Sí guarda relación con la ineficacia del acuerdo lo que se argumenta en relación a los arts. 9 y 10 de los estatutos; se refiere el primero al derecho de expresión, y ejercicio de derechos asociativos y el segundo al deber de los asociados al respeto de la libre manifestación de pareceres y no entorpecer directa o indirectamente las actividades de la Asociación. Lo primero puede justificar el descarte del cargo referente a utilización de la bases de datos de la asociación que obviamente no es secreta y que no constituiría otra cosa que el instrumento estructurado de lo que consta como accesible a los socios en la web de la Asociación; pero la cuestión en esto, la central del conflicto, es precisamente la de los límites que impone la convivencia en el ejercicio de los mismos sobre lo que anteriormente se ha tratado; crítica que, por otro lado y dados los condicionantes de actuación de la asociación por su dispersión y tamaño (51 empresas a lo largo de toda la geografía nacional, insular incluida por la fuerte incidencia del turismo en las islas), puede entenderse como razonable entorpecimiento de la actividad de una asociación lo cual, en este caso, tiene una vertiente añadida al tratarse de empresas operando en el mercado, de manera que el entorpecimiento de la actuación de la junta acaba constituyendo una relativa frustración de la propia finalidad de la asociación al tener que dedicar la junta directiva parte importante de su atención a proporcionar a propios y extraños continuas explicaciones de imputaciones a veces tan infundadas como la de la propia legalidad de la asociación (constituida y registrada como asociación empresarial conforme a LO 11/1985 de libertad sindical, vigente en este punto conforme al art. 1 de la LO 1/2002 reguladora del derecho de asociación) o las de 'usurpación de funciones' y 'usurpación de cargos' por el hecho de que el vicepresidente, ante la dimisión del presidente Sr. Jose Augusto , se hiciera cargo de la asociación hasta las elecciones siguientes conforme a la clara redacción del art. 20.6 de los estatutos.

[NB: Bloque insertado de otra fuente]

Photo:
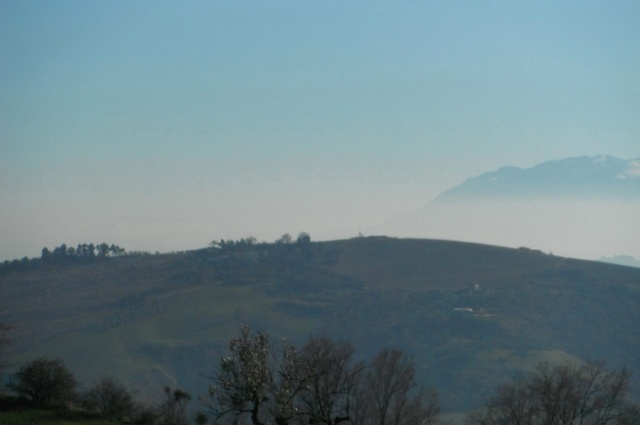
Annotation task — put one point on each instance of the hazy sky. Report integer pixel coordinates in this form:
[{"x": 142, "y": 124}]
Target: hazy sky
[{"x": 163, "y": 125}]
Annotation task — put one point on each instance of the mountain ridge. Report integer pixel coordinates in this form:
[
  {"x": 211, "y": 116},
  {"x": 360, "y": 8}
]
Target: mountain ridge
[
  {"x": 470, "y": 314},
  {"x": 587, "y": 177}
]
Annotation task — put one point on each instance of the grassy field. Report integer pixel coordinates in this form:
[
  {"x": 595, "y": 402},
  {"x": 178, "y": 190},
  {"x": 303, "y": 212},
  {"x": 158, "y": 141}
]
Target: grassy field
[
  {"x": 470, "y": 315},
  {"x": 51, "y": 417}
]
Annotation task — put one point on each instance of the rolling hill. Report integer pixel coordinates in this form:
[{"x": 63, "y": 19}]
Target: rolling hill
[{"x": 471, "y": 315}]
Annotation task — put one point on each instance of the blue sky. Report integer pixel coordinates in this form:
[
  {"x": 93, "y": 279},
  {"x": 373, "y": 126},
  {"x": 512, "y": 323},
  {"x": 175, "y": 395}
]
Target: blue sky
[{"x": 162, "y": 125}]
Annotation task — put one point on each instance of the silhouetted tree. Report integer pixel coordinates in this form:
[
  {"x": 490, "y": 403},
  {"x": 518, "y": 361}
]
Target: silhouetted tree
[
  {"x": 110, "y": 398},
  {"x": 243, "y": 381},
  {"x": 390, "y": 394},
  {"x": 331, "y": 380},
  {"x": 565, "y": 394},
  {"x": 319, "y": 384},
  {"x": 45, "y": 382}
]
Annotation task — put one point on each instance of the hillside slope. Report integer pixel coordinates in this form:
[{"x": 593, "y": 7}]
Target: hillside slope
[{"x": 471, "y": 315}]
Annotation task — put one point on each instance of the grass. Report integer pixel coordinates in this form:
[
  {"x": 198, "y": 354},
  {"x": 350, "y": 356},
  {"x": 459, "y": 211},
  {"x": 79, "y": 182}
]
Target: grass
[
  {"x": 51, "y": 417},
  {"x": 151, "y": 321}
]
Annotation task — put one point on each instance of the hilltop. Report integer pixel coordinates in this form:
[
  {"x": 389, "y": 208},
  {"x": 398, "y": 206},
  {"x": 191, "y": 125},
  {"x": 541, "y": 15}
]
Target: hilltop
[{"x": 471, "y": 315}]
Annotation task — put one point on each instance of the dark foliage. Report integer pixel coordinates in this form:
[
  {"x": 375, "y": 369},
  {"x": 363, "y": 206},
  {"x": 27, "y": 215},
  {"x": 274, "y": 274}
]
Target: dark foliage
[
  {"x": 44, "y": 382},
  {"x": 565, "y": 394}
]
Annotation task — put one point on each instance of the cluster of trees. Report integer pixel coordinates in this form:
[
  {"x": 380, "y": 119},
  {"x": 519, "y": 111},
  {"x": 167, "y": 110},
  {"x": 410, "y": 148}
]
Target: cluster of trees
[
  {"x": 82, "y": 251},
  {"x": 319, "y": 383},
  {"x": 47, "y": 383},
  {"x": 322, "y": 383},
  {"x": 303, "y": 239},
  {"x": 564, "y": 394}
]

ÚLTIMO.- Las costas del recurso deberán quedar de cuenta de la parte apelante en razón de lo dispuesto en arts. 398 en relación al 394 de la ley de enjuiciamiento civil .

Fallo

Que desestimando el recurso de apelación interpuesto por SERVEIS INTEGRALS DE PUBLICITAT MADVI SL contra la sentencia dictada en fecha 5 de marzo de 2012 por el Juzgado de 1ª Instancia nº 22 de Barcelona , confirmamos dicha resolución en todas sus partes con imposición de las costas del recurso a la parte apelante y pérdida del depósito prestado para recurrir.

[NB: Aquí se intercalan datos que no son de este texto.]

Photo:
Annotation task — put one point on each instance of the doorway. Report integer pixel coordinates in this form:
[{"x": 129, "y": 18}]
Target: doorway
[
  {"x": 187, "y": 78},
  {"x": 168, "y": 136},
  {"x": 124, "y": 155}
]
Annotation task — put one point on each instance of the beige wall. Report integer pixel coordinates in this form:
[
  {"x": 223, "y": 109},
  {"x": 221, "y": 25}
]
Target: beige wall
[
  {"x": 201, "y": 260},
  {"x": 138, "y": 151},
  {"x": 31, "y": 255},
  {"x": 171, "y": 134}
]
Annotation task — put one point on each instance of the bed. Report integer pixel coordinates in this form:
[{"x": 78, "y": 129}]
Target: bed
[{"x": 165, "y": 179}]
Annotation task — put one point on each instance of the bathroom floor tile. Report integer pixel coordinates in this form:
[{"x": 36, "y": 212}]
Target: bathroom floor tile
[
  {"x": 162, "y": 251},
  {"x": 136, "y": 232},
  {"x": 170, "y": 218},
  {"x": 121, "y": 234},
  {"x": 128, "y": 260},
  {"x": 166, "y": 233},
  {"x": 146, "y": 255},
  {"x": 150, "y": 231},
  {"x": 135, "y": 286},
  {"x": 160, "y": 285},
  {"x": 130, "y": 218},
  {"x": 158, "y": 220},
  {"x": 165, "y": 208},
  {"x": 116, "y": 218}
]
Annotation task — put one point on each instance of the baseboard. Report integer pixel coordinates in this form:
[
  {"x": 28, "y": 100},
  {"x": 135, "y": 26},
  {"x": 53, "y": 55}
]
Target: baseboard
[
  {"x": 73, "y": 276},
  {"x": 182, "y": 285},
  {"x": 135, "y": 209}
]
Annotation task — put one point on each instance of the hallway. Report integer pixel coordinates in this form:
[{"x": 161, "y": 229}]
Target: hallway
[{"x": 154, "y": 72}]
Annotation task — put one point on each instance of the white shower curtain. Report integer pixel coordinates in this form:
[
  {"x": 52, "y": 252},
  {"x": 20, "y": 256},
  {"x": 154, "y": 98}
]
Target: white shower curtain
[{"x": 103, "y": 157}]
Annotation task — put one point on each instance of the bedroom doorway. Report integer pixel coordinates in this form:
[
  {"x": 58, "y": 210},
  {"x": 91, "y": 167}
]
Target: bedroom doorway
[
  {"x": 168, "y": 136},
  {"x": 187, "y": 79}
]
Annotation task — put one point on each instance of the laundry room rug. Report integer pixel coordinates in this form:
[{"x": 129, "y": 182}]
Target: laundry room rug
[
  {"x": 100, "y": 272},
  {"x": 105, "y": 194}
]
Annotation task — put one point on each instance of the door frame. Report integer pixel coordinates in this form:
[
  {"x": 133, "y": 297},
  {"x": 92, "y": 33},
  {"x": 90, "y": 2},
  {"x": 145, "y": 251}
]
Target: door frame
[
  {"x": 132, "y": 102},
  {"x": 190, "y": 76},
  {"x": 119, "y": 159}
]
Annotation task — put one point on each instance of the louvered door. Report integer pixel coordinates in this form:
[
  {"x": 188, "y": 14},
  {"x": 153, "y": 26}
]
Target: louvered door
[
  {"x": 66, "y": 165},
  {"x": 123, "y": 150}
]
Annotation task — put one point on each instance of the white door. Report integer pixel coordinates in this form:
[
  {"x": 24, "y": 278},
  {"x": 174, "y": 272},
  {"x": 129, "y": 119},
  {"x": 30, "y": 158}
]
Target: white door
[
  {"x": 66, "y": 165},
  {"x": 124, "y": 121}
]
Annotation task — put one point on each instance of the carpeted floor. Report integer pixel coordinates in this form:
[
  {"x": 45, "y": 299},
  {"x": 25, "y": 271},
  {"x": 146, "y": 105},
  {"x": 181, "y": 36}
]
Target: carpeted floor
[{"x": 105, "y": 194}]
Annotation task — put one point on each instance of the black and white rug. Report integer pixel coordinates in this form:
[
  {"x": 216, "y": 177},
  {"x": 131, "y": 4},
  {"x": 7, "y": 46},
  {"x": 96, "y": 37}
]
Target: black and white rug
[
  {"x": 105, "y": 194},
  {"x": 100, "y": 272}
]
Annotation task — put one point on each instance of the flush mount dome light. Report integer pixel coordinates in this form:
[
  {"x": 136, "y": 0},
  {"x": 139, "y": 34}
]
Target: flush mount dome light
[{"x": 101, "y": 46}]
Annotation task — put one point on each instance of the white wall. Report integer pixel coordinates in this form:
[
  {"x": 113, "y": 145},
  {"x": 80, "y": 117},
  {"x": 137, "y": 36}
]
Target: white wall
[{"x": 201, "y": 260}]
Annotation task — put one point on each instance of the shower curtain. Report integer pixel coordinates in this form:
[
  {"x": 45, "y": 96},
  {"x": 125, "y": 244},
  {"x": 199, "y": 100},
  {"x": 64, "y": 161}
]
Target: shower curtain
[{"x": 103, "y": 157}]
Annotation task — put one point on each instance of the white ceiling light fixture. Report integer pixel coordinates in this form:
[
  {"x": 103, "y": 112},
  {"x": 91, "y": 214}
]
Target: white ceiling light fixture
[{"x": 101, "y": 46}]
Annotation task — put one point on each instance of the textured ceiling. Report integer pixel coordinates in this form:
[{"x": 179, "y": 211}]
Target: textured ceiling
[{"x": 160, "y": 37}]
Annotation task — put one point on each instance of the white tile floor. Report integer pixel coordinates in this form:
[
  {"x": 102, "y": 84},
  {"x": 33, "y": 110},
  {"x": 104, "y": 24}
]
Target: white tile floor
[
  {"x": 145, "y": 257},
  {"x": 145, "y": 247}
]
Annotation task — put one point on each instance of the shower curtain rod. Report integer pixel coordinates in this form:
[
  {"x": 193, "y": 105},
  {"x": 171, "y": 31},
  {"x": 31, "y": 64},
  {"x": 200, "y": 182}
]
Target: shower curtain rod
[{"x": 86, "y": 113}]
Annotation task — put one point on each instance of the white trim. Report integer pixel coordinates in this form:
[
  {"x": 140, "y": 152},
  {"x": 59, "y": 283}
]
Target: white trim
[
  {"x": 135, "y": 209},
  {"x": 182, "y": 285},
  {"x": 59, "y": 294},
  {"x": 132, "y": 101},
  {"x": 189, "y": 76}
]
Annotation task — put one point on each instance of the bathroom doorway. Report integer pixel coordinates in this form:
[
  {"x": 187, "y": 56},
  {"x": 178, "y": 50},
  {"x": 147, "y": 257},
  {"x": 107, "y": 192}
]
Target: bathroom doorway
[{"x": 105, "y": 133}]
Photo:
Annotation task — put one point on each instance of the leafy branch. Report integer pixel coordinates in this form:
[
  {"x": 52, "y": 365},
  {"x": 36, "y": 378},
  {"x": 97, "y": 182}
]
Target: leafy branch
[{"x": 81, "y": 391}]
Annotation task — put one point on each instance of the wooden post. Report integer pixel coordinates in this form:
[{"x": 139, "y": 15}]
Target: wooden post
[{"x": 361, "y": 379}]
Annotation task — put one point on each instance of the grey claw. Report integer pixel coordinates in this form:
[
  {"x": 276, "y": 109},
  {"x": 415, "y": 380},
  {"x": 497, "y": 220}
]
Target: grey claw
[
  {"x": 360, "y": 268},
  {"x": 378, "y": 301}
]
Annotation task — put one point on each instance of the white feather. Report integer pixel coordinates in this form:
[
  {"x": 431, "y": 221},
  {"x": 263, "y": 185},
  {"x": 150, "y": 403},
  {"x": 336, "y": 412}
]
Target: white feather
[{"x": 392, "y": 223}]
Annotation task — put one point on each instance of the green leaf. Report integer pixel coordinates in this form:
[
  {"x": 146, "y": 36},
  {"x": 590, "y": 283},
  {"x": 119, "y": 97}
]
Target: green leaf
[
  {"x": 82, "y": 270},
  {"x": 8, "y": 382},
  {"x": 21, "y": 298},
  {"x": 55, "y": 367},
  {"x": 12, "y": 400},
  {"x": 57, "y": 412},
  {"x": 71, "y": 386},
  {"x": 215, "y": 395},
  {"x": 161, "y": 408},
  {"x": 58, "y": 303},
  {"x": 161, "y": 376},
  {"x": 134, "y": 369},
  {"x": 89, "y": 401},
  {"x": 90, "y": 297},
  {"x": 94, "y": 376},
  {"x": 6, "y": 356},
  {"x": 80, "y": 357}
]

Contra la presente sentencia solo cabe recurso de casación por interés casacional y/o extraordinario por infracción procesal que deberá ser interpuesto ante esta Sección en el plazo de veinte días hábiles desde el siguiente de su notificación.

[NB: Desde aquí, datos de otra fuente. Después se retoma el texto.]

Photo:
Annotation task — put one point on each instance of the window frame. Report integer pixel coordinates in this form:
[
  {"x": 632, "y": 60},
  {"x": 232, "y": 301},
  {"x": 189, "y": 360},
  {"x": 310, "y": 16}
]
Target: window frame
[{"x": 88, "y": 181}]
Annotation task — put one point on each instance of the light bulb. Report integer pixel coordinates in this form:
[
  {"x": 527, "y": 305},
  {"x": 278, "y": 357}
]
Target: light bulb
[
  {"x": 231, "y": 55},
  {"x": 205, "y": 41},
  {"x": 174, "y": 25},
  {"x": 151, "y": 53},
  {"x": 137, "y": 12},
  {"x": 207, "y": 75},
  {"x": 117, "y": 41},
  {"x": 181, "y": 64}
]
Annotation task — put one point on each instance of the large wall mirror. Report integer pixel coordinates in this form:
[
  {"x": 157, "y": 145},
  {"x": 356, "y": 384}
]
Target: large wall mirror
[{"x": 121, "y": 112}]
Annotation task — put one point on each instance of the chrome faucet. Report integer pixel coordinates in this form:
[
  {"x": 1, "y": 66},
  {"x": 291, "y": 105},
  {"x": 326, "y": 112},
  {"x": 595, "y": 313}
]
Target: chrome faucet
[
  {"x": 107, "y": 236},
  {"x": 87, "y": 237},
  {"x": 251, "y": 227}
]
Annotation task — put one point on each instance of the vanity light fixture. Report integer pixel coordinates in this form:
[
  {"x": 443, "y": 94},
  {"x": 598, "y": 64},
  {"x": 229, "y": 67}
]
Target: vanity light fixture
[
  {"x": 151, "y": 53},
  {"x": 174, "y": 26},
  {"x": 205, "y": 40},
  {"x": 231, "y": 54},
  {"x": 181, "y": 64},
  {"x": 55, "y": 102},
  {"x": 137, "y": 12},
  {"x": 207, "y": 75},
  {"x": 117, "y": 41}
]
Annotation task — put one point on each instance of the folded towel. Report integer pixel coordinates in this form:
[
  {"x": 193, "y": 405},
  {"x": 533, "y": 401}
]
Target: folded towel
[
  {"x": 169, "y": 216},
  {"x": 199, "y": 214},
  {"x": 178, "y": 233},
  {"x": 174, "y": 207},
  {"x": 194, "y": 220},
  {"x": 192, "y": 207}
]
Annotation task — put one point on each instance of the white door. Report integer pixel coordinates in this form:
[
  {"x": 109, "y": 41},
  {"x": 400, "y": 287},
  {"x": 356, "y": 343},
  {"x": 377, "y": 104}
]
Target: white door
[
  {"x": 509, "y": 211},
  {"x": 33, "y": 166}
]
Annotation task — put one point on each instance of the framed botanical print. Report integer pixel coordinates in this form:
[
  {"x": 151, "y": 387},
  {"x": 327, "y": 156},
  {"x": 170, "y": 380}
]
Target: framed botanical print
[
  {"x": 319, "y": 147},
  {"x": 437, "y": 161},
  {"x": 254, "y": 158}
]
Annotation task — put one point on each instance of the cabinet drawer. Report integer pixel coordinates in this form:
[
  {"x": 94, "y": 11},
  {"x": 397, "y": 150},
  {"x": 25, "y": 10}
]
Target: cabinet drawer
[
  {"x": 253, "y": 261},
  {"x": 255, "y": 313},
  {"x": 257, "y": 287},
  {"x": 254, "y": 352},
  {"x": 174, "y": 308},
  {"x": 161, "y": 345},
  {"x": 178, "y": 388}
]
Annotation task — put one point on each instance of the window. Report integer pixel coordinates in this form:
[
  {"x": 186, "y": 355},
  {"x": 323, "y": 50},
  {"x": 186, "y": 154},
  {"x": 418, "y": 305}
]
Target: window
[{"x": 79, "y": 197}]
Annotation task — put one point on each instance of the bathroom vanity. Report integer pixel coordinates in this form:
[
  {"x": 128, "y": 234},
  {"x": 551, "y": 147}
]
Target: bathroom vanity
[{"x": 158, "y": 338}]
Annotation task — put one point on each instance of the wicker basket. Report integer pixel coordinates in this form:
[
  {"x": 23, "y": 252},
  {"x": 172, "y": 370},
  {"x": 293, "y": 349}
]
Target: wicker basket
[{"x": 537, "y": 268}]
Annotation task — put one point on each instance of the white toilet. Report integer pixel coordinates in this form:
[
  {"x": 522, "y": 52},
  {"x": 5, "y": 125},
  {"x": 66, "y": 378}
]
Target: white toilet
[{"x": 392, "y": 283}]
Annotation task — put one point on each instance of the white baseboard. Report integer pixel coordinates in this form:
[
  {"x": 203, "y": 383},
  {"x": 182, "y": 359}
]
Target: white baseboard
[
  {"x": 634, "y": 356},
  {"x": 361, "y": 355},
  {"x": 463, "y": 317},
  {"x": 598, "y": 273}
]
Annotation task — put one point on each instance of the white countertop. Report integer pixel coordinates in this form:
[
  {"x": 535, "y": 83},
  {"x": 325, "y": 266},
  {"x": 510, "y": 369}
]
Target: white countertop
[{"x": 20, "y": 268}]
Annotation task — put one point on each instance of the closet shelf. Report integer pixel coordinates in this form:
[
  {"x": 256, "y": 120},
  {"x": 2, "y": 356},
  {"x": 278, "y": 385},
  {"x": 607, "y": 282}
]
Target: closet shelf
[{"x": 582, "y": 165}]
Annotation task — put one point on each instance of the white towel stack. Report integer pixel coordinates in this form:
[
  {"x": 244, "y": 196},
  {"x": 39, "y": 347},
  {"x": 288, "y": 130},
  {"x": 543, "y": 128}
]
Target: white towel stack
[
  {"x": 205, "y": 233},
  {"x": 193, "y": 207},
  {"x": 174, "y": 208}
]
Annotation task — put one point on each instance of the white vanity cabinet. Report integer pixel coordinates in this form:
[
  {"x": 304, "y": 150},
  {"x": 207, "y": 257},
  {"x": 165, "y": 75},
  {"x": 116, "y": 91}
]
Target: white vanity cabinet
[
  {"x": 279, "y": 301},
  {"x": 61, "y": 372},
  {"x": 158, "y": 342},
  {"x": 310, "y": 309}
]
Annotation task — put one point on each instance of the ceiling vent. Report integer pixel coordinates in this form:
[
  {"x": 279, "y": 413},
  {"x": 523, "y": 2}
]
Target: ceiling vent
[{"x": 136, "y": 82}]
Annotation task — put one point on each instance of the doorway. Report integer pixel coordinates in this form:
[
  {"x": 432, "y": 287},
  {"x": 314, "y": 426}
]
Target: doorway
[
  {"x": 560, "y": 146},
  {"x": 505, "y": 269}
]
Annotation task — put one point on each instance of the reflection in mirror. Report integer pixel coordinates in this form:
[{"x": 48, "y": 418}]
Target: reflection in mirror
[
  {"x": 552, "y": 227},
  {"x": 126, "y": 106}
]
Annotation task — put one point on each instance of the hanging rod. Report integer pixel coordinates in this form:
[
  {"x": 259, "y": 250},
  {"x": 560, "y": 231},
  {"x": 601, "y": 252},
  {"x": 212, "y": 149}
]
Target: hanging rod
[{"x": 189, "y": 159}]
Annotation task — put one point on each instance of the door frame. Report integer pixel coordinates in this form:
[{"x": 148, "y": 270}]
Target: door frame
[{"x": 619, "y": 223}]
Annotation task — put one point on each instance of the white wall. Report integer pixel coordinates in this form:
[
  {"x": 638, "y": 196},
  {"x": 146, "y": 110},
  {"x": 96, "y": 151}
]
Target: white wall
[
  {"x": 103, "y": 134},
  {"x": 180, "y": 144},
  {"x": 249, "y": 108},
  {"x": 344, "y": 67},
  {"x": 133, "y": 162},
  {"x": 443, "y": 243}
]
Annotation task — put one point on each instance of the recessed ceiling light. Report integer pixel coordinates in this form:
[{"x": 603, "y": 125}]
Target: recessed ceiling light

Una vez firme la presente resolución, devuélvanse los autos originales al Juzgado de su procedencia con testimonio para su cumplimiento.

Así por esta nuestra sentencia, de la que se unirá certificación al rollo, lo pronunciamos, mandamos y firmamos.

PUBLICACIÓN.-Barcelona, en el mismo día de su fecha, y una vez firmada por todos los Magistrados que la han dictado, se da a la anterior sentencia la publicidad ordenada por la Constitución y las Leyes. DOY FE.